GOP leader Mitch McConnell (R-Ky.) is opposing a procedure used by Senate Democrats to block President Trump’s judicial nominees despite Republicans using the same procedure to block several of President Obama’s nominees.
“My personal view is that the blue slip, with regard to circuit court appointments, ought to simply be a notification of how you’re going to vote, not the opportunity to blackball,” McConnell told The New York Times.
The Hill notes:
The Senate’s “blue slip” practice — which isn’t a rule but a tradition enforced by the Judiciary Committee chairman — allows home-state senators to sign off on a judicial nominee on actual blue slips of paper before the committee holds a nomination hearing. By not returning the paper, the senators can effectively block a nominee.
McConnell added that he supports continuing the blue slip rule for district court nominees, whose decisions can be overturned by circuit court judges. Republicans have talked for months about narrowing the blue slip rule to exclude circuit court judges, who have jurisdiction over several states.
Democratic senators are now warning that they will not return blue slips on several of Trump’s court nominees.
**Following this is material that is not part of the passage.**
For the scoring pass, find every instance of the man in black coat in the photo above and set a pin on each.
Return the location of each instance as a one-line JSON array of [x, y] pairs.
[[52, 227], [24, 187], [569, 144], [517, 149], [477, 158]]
Oregon Democratic Sens. Jeff Merkley and Ron Wyden both announced that they would attempt to block Ryan Bounds, nominated by Trump for the San Francisco-based 9th Circuit Court of Appeals. They warned they would fight to block Bounds “or any other nominee that has not been selected through our judicial process.”
Sen. Al Franken said he would oppose Trump nominee David Stras, to serve on the 8th U.S. Circuit Court of Appeals.
Republicans used the blue-slip objections to block several of President Obama’s nominees.
The party is now under intense pressure from conservatives to get rid of the precedent altogether so they can install Trump’s picks on the courts.
Democrats, however, are warning Republicans against eliminating the precedent, noting they could be back in the minority and powerless to block judicial nominations they are opposed to.